In all references on dynamical systems---encyclopedias, textbooks and articles---I have so far consulted, either

- there is from the beginning an emphasis on a certain class of dynamical system being studied (e.g. smooth dynamical systems or group actions), or
- the text is written very "high-level", without many concrete examples that illustrate the theory and without technically formulated theorems that carefully outline the various assumptions
- various viewpoints (dynamical vs. ergodic) and the definitions surrounding them aren't reconciled resp. contrasted (assuming they are introduced at all, such as a measure dynamical system)

Do you know of a text (ideally an advanced textbook) that does not suffer from these issues?

That would be a textbook that presents the theory as much as is possible in most general terms (meaning it develops the theory for dynamical systems $(G,X,\phi)$, where $G$ is a semigroup, $X$ a set and $\phi$ the evolution operator subject to the usual axioms) and then indicates exactly what further assumptions need to be made on $G$ and/or $X$ in order to obtain more specific theorems?

The first chapter of the first volume of Hasselblatt & Katok's "*Handbook of Dynamical Systems*" would come close, but unfortunately it is written (as is appropriate for an encyclopedic text) rather high-level with too few concrete examples to be helpful to me.
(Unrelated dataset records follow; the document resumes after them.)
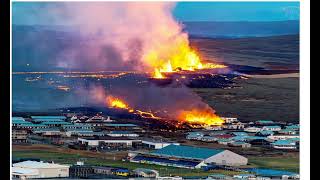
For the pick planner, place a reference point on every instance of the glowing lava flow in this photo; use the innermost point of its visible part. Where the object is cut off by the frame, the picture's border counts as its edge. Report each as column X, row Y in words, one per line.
column 120, row 104
column 193, row 117
column 204, row 118
column 116, row 103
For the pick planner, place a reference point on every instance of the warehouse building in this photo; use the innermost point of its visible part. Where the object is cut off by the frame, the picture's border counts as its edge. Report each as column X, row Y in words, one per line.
column 188, row 157
column 19, row 136
column 151, row 144
column 122, row 134
column 35, row 169
column 49, row 117
column 116, row 142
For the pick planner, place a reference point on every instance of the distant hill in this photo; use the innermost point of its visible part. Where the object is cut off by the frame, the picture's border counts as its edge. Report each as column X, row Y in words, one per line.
column 40, row 46
column 241, row 29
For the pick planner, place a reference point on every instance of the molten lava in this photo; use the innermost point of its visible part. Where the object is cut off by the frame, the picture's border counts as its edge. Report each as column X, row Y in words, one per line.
column 116, row 103
column 176, row 59
column 120, row 104
column 204, row 118
column 194, row 117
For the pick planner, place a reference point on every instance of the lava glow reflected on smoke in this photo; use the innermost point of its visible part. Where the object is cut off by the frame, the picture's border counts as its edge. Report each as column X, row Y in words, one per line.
column 193, row 117
column 116, row 103
column 182, row 58
column 200, row 117
column 120, row 104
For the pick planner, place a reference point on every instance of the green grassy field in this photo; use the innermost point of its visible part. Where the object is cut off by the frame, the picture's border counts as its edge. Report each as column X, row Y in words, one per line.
column 275, row 99
column 64, row 158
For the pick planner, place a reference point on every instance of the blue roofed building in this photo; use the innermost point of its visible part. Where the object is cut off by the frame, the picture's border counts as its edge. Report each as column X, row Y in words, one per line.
column 284, row 144
column 188, row 157
column 265, row 133
column 18, row 121
column 265, row 122
column 49, row 117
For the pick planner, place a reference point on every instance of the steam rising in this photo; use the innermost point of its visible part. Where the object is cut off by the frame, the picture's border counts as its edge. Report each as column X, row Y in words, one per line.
column 118, row 35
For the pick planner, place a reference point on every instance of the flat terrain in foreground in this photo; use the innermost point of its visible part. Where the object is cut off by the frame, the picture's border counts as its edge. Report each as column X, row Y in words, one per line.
column 256, row 98
column 66, row 156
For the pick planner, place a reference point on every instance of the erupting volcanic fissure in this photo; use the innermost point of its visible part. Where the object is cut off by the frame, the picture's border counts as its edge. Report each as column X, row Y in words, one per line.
column 141, row 37
column 193, row 117
column 176, row 57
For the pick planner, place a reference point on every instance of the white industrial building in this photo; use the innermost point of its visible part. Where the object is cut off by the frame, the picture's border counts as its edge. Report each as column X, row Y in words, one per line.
column 116, row 141
column 271, row 128
column 122, row 134
column 282, row 137
column 35, row 169
column 188, row 157
column 229, row 119
column 252, row 129
column 156, row 144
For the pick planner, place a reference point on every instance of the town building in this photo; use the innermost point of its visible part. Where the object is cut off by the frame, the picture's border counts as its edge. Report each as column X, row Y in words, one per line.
column 240, row 144
column 282, row 137
column 194, row 135
column 35, row 169
column 114, row 142
column 245, row 176
column 234, row 126
column 151, row 144
column 284, row 144
column 126, row 126
column 18, row 121
column 32, row 126
column 229, row 119
column 271, row 128
column 218, row 177
column 122, row 134
column 208, row 139
column 48, row 132
column 188, row 157
column 264, row 122
column 49, row 117
column 265, row 133
column 19, row 136
column 288, row 131
column 146, row 173
column 252, row 129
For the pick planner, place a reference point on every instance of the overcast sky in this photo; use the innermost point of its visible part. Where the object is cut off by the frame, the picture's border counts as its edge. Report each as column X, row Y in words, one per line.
column 35, row 12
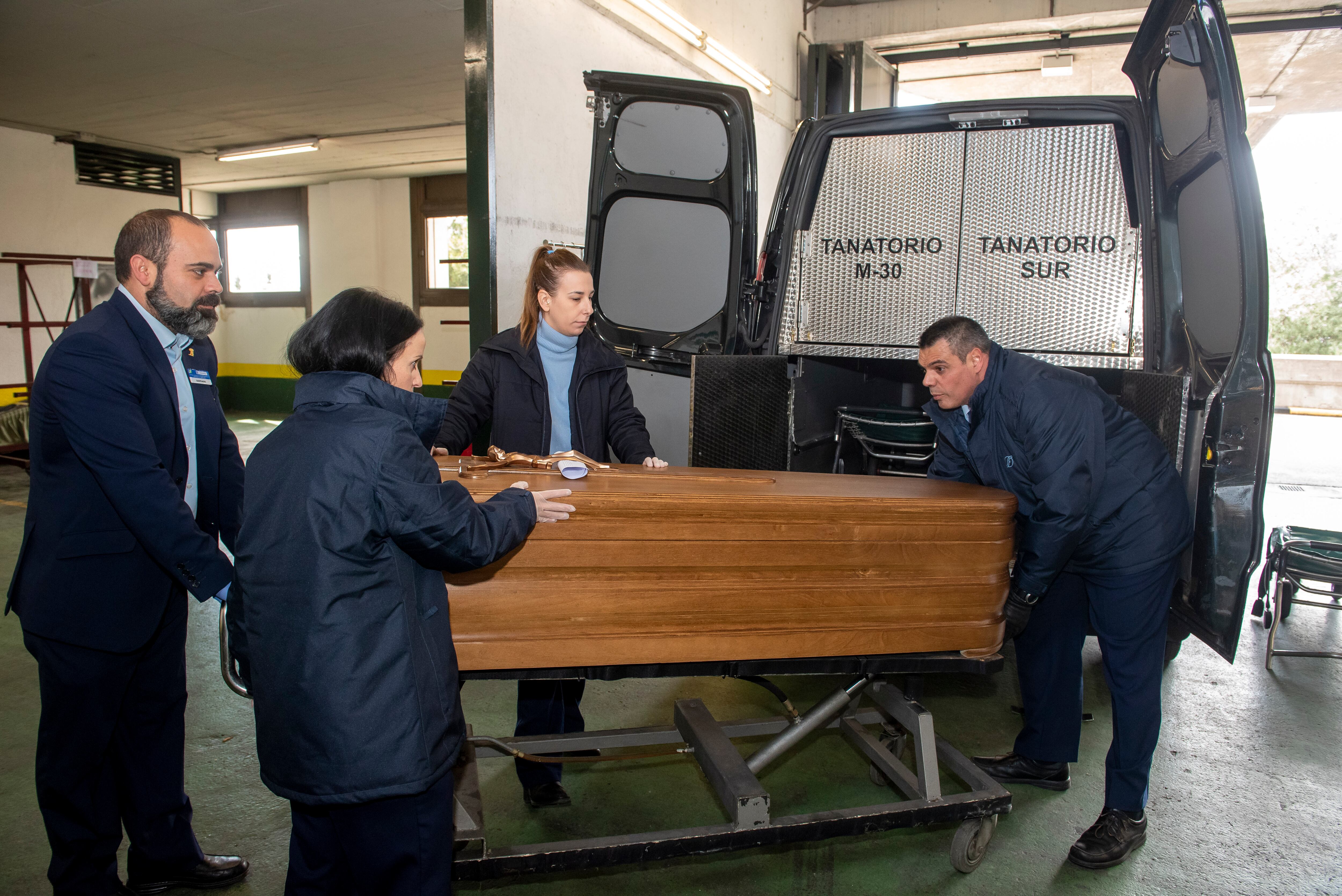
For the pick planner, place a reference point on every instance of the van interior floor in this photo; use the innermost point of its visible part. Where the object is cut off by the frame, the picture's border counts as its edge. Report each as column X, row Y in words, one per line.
column 1245, row 791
Something analogous to John Lee's trilogy of textbooks, "*Introduction to Topological/Smooth/Riemannian Manifolds*" would be what I'm looking for (ok, the last of the three book actually has a slightly different title, but let's not be pedantic :)), where one can first read up the theory for the general case (topological manifolds) and afterwards see in which direction the theory develops if one adds more structure (smoothnes, Riemannian metric).

Although the text I'm looking does not have to go that much into specialize topics, as Lee's books do, I would also be happy with a text (article, conference proceedings etc.) that stays with the foundational definitions and basic concepts and really clarifies the various relationships between them.